Middle tier servicers, mostly banks, have left the market mostly due to their capital constraints but also because of the volatility of the MSR asset relative to their ability to apply effective risk management strategies to mitigate that risk. Small servicers have not shown the financial strength to purchase multiple bulk portfolios over an extended period of time, especially with the lack of warehouse lending available and Fannie Mae’s new capital requirements which have drained excess cash.
On a positive note, there are several new entrants into the MSR market, mostly from the high touch servicing sector. The market is hopeful that they will provide some level of sustained demand that will help stabilize and eventually increase MSR values.
2) There is continued lack of demand for portfolios under $10 Billion for several reasons.
>Large servicers have no need to purchase blocks of seasoned servicing when they are originating $10-20 Billion a month of very clean, low note rate servicing under much tighter underwriting standards then seasoned product.
>Counter party risk has come to the forefront of the decision process on any large MSR acquisition due to the increase in Fannie Mae’s and Freddie Mac’s put-back activities. This dynamic will continue to shape the MSR market environment for the foreseeable future.

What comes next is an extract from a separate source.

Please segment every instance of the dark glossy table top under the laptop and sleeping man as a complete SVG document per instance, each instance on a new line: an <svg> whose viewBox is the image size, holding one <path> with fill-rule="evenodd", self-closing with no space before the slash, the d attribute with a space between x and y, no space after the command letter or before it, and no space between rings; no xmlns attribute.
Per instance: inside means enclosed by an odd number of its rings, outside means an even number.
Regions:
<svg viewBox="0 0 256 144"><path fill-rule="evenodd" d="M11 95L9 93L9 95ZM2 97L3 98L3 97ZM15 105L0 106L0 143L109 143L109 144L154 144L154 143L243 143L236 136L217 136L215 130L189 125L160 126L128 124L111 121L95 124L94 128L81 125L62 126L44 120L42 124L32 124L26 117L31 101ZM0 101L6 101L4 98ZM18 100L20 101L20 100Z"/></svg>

>Headline Risk – Despite being in the midst of one of the best buyer markets in history, many MSR buyers remain fearful of making “The Big Decision”. One bad decision can leave a lasting effect and few buyers are willing to put their jobs on the line, no matter how attractive a deal may seem.
Conclusion:
Why buy servicing? From MIAC’s perspective, we believe the prices for Agency servicing have dropped to very attractive s relative to the risk profile of the asset class. We also believe the economics (forecasted cash flows) of MSRs are intrinsically worth more than current market values due to supply/demand dynamics and an overly risk-sensitive market. For high touch servicing operations with strong advance funding capabilities, the higher touch MSRs, like Non Agency and certain Ginnie Mae collateral pools, may represent very attractive yields relative to other Agency classes.